In Diez Barroso v. Vasallo TV Group, C.A. No. 2025-0480-LWW (Del. Ch. Oct. 10, 2025), supermajority members attempted to (1) appoint new Managers by written consent and (2) remove the sitting CEO at a Management Committee meeting. They won on governance authority but lost on execution.
What the Court held:
➤ Which operating agreement governs? A circulated 2019 draft was never signed or adopted—so it didn't control. The Court applied the executed 2008 agreement, as modified by a 2012 settlement.
➤ Can Managers be appointed by written consent? Yes. Reading the agreement's provisions together, the Court held that written consent was a valid method for the majority to appoint Managers—the "annual meeting" clause was a default, not an exclusive path.

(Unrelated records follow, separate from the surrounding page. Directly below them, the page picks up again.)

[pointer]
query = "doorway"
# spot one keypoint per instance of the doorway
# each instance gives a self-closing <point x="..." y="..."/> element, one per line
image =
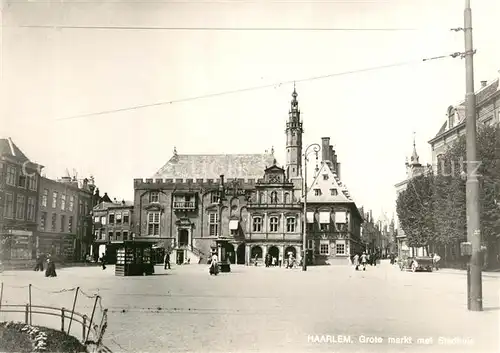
<point x="274" y="252"/>
<point x="241" y="254"/>
<point x="180" y="257"/>
<point x="183" y="237"/>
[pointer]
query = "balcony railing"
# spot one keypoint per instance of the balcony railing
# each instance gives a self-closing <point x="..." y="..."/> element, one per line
<point x="184" y="205"/>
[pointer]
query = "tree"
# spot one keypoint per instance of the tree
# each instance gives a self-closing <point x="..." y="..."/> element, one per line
<point x="414" y="207"/>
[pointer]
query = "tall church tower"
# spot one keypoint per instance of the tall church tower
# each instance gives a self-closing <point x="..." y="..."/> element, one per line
<point x="294" y="133"/>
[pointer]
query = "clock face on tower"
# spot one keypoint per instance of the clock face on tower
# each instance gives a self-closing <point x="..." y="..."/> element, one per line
<point x="274" y="178"/>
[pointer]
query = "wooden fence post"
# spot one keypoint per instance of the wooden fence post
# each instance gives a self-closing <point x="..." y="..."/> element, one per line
<point x="62" y="319"/>
<point x="26" y="314"/>
<point x="84" y="326"/>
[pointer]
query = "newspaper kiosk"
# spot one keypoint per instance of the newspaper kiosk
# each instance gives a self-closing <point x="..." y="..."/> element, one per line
<point x="134" y="258"/>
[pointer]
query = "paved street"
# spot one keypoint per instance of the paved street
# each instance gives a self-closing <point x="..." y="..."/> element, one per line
<point x="273" y="309"/>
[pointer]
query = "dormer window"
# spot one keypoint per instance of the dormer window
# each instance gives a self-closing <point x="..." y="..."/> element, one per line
<point x="154" y="197"/>
<point x="274" y="197"/>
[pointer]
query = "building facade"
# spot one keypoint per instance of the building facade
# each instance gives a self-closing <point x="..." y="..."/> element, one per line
<point x="260" y="211"/>
<point x="113" y="222"/>
<point x="333" y="220"/>
<point x="19" y="185"/>
<point x="413" y="169"/>
<point x="64" y="209"/>
<point x="488" y="112"/>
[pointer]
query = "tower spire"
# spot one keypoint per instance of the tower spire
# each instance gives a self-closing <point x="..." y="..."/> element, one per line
<point x="414" y="155"/>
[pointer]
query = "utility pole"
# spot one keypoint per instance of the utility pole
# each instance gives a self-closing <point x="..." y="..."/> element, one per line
<point x="474" y="281"/>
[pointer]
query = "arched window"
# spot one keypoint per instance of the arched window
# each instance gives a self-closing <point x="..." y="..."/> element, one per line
<point x="273" y="224"/>
<point x="274" y="197"/>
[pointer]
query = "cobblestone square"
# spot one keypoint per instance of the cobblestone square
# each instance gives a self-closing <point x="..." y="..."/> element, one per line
<point x="330" y="308"/>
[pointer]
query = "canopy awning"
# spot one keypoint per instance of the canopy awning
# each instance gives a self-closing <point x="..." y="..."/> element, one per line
<point x="324" y="217"/>
<point x="233" y="224"/>
<point x="340" y="217"/>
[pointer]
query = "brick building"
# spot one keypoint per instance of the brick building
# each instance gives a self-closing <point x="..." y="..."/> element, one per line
<point x="180" y="206"/>
<point x="413" y="169"/>
<point x="19" y="183"/>
<point x="488" y="112"/>
<point x="63" y="221"/>
<point x="113" y="222"/>
<point x="333" y="219"/>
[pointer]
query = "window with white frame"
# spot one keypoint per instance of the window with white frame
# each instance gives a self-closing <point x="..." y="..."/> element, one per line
<point x="274" y="197"/>
<point x="213" y="224"/>
<point x="324" y="247"/>
<point x="290" y="224"/>
<point x="257" y="224"/>
<point x="11" y="176"/>
<point x="214" y="197"/>
<point x="153" y="223"/>
<point x="43" y="220"/>
<point x="9" y="206"/>
<point x="154" y="197"/>
<point x="22" y="181"/>
<point x="54" y="199"/>
<point x="20" y="208"/>
<point x="273" y="224"/>
<point x="31" y="209"/>
<point x="32" y="182"/>
<point x="45" y="197"/>
<point x="340" y="247"/>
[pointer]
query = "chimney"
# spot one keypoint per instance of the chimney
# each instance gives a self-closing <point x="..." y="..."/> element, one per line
<point x="325" y="149"/>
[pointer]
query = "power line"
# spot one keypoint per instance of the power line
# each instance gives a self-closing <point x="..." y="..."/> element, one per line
<point x="274" y="85"/>
<point x="246" y="29"/>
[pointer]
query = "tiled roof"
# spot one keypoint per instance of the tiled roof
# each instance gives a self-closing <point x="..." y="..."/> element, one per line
<point x="9" y="148"/>
<point x="206" y="166"/>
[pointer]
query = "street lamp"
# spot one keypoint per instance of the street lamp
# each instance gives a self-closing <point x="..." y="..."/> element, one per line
<point x="315" y="149"/>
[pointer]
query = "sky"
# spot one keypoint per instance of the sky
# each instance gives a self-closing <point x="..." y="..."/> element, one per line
<point x="50" y="75"/>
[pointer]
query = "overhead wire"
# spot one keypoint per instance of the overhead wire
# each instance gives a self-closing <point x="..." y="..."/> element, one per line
<point x="241" y="90"/>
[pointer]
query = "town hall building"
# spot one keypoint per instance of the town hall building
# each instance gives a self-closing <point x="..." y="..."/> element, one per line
<point x="181" y="210"/>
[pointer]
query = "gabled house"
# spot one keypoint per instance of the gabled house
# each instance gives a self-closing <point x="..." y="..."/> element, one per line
<point x="333" y="220"/>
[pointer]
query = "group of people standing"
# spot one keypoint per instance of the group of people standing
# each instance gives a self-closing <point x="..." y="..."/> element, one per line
<point x="51" y="265"/>
<point x="363" y="260"/>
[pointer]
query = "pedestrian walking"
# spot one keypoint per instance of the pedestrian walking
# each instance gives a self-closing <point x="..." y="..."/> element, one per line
<point x="103" y="260"/>
<point x="214" y="265"/>
<point x="364" y="260"/>
<point x="51" y="268"/>
<point x="435" y="260"/>
<point x="166" y="260"/>
<point x="356" y="262"/>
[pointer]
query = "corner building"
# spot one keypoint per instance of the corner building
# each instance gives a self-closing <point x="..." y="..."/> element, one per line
<point x="180" y="209"/>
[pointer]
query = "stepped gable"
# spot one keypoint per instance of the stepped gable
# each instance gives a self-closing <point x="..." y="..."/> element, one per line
<point x="332" y="182"/>
<point x="9" y="148"/>
<point x="206" y="166"/>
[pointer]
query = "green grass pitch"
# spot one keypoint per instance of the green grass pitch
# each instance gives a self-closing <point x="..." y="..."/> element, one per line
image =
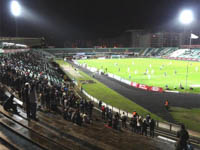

➤ Did the CEO removal stick? No. After the first meeting was adjourned for lack of quorum, a second meeting was convened minutes later—without the 10-day notice the governing agreement required. The resulting resolutions were defective, and the CEO stayed in place.
Practical takeaways for owners and counsel:
Define "the operative agreement"—and prove it. If amendments require signatures or consents, say so clearly and maintain a clean execution record. An unsigned draft, no matter how widely circulated, is not a governing document.
Align written-consent mechanics with appointment and removal provisions. Ambiguity between "general" consent rights and "specific" procedural sections invites costly litigation. Draft them to work together explicitly.
Treat notice as a deal term, not a formality. The Court called this result "hyper-technical"—and enforced it anyway. Spell out what happens when a meeting is adjourned and reconvened, and consider building in cure or ratification language so a procedural misstep doesn't undo a substantive decision.
The bottom line: a 65.8% supermajority had the right to take control—but lost on a five-minute procedural gap. Process is substance.